Funding: Defining mechanisms to support data collection activities and infrastructure engineering as a research discipline

Understanding which funding mechanisms were the most appropriate for the NCCID to pursue was difficult because data collection as a pursuit in itself is not widely recognised as clinical research in the UK. As the NCCID required support from hospital Research & Development (R&D) departments to facilitate collection of clinical data, a number of sites recommended applying for inclusion on the National Institute of Health Research (NIHR) Urgent Public Health portfolio of studies, whereby hospital resources can be diverted towards supporting prioritised initiatives.
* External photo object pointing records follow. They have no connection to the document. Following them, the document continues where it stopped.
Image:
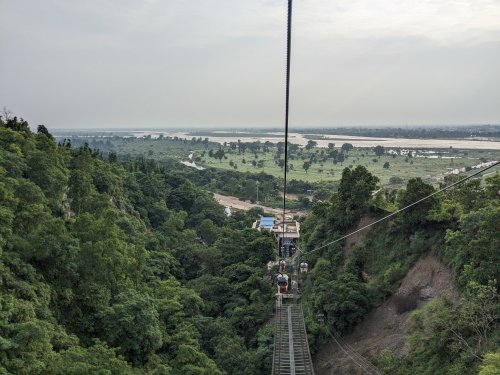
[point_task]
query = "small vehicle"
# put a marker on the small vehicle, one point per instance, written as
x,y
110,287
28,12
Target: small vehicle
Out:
x,y
282,266
282,283
304,267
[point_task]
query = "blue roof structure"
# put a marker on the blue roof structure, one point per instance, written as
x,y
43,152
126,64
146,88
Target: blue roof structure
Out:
x,y
266,222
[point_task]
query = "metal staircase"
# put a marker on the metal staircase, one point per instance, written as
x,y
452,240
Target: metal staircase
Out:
x,y
291,350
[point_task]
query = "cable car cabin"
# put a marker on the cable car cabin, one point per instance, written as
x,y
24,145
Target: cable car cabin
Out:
x,y
282,283
303,267
282,266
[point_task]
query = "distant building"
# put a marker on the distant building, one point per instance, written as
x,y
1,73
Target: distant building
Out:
x,y
286,232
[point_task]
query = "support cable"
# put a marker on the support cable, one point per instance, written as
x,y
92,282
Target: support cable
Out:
x,y
287,106
402,209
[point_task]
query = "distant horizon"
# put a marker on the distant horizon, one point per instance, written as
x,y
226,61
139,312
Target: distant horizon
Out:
x,y
221,64
236,129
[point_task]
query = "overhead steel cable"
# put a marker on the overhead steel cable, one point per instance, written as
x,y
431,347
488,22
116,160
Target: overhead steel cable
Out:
x,y
287,107
402,209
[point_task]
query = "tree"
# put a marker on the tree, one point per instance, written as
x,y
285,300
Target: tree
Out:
x,y
306,165
132,323
311,144
379,150
416,189
346,147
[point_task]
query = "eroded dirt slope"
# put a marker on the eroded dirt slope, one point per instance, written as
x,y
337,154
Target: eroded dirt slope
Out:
x,y
385,326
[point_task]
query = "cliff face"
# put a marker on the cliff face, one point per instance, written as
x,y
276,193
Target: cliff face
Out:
x,y
386,326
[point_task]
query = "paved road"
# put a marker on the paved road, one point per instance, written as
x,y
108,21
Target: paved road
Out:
x,y
234,202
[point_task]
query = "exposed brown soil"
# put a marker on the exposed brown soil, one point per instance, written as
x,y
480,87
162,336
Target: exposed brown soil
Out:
x,y
384,327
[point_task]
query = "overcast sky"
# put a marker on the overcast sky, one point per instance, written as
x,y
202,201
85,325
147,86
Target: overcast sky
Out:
x,y
221,63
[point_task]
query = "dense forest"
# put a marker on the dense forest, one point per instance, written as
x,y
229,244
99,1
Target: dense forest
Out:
x,y
123,268
113,266
461,226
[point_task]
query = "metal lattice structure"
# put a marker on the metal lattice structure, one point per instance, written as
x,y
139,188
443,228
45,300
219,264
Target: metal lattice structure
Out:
x,y
291,354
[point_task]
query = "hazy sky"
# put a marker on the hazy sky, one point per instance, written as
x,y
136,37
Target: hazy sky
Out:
x,y
214,63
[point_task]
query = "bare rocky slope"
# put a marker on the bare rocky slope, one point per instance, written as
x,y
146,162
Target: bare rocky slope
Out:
x,y
386,326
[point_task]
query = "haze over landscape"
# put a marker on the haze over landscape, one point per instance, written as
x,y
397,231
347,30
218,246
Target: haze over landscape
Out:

However, the NCCID was deemed unsuitable for Urgent Public Health badging, resulting in some sites declining participation due to a lack of capacity among local research staff during the pandemic. There are also challenges with sourcing research nurses or research coordinators for radiology studies specifically and with setting up such studies in radiology departments, as there is a significant shortage of radiology staff members. , To date, apart from hospital sites that reallocated or sourced in-house funding, the NCCID initiative has only received funding from NHSX and has predominantly relied on voluntary support from hospital sites to contribute data. This model has sufficed due to the urgency presented by the pandemic, but would be unsustainable for long-term mass collection of imaging data. Further support and collaboration at a national level are required to establish funding models that are specifically designed for national data collection infrastructure, including imaging, as a research discipline in its own right.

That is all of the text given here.